Tuesday, December 6, 2011

Morton's Toe and location for the insert

Your chronic pain is real and does have an explanation.


(Did you know that you can hold down the control key and spin the wheel on your mouse and it will enlarge or shrink the image on your computer screen? Use this "trick" to make the image to the left larger.)
This is a picture of a typical foot (mine) with a long second metatarsal (The long bone that the toe attaches to). Notice that  the notch between the big toe and the second toe is much deeper than the notch between the second and third toes. This genetic condition is called Morton’s toe, after the medical doctor Dudley Morton. Lots of people, doctors, chiropractors, podiatrists and other health care professionals have heard of Morton’s neuroma. It is a completely different condition named after another Dr. Morton. Interestingly, the first condition (Morton’s Toe) may actually be the cause of the second condition, (Morton’s neuroma). Morton’s neuroma refers to an inflamed nerve between the distal ends of two adjacent metatarsals. Morton’s toe refers to a first metatarsal that is shorter than the second metatarsal. Most often, the second toe is also longer than the first (big) toe.

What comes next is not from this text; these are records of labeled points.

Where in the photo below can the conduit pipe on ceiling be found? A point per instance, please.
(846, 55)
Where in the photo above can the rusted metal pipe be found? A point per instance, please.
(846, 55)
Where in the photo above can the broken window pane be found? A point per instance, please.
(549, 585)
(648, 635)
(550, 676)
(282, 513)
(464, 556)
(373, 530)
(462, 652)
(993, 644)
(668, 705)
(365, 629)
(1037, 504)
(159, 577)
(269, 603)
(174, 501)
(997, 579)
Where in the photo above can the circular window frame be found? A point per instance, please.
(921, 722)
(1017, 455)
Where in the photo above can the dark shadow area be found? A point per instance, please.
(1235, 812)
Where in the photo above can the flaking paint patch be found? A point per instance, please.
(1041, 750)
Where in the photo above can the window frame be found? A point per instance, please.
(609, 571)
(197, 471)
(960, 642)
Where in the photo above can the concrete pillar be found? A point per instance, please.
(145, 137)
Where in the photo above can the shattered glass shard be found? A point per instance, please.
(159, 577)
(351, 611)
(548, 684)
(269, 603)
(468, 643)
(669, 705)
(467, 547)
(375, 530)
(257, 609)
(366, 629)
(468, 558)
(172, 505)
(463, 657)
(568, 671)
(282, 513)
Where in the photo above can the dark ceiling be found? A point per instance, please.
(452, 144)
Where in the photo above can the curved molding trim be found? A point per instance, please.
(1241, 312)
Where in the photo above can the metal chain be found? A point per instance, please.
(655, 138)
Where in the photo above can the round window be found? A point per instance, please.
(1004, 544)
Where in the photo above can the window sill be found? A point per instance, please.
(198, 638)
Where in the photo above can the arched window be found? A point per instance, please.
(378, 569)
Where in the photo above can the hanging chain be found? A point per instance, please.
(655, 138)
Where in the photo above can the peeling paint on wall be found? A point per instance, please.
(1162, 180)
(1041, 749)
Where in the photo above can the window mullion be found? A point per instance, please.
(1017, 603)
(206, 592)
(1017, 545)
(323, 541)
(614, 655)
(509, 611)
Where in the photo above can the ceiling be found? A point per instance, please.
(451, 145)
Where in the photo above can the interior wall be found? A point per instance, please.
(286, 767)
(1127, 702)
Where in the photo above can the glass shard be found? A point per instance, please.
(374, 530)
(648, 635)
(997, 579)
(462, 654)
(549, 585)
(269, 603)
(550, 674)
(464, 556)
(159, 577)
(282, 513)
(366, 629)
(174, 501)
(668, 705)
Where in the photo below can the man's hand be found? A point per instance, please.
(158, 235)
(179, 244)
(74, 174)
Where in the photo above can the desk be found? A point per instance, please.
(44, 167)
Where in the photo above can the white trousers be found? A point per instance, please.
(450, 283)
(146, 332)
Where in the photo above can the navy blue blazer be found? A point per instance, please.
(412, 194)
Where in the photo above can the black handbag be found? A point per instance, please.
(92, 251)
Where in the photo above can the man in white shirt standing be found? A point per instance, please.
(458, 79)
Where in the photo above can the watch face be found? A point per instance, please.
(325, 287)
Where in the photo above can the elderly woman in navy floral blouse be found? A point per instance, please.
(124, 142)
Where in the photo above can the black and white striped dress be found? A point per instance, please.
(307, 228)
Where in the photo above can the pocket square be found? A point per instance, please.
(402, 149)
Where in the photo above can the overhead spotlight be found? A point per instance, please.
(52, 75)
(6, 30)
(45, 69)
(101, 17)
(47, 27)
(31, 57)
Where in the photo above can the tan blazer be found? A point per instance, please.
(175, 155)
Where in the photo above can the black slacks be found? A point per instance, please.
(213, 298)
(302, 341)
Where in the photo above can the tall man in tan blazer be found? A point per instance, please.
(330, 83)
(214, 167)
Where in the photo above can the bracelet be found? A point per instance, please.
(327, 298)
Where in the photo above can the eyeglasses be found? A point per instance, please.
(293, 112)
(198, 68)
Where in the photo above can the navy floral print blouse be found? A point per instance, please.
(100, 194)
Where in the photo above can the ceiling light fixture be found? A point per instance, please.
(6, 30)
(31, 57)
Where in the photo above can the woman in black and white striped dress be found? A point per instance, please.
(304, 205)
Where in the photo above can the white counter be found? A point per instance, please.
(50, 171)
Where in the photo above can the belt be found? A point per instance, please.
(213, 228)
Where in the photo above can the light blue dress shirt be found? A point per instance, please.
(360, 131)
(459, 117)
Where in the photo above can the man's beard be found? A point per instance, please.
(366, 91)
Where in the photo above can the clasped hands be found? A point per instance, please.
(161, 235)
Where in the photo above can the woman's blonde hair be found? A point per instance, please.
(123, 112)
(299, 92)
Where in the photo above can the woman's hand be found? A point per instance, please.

Dr. Dudley Morton described Morton’s toe and the associated chronic pain conditions back in 1927. He noticed that most people with this condition walk with their toes pointed out (duck feet); some percentage (20% ?) walk  with their toes pointed in (pigeon toed). In both cases, male and female, the pelvis tilts abnormally which causes the rest of the spinal curves to become abnormal, which causes the head to be carried well forward on the shoulders and the shoulders to also round forward. All of this causes Myofascial pain throughout the body. If you have unexplained pain in your knees, hips, base of the neck, upper back, low back, shoulders … (any of this sound familiar?) your feet may well be the source.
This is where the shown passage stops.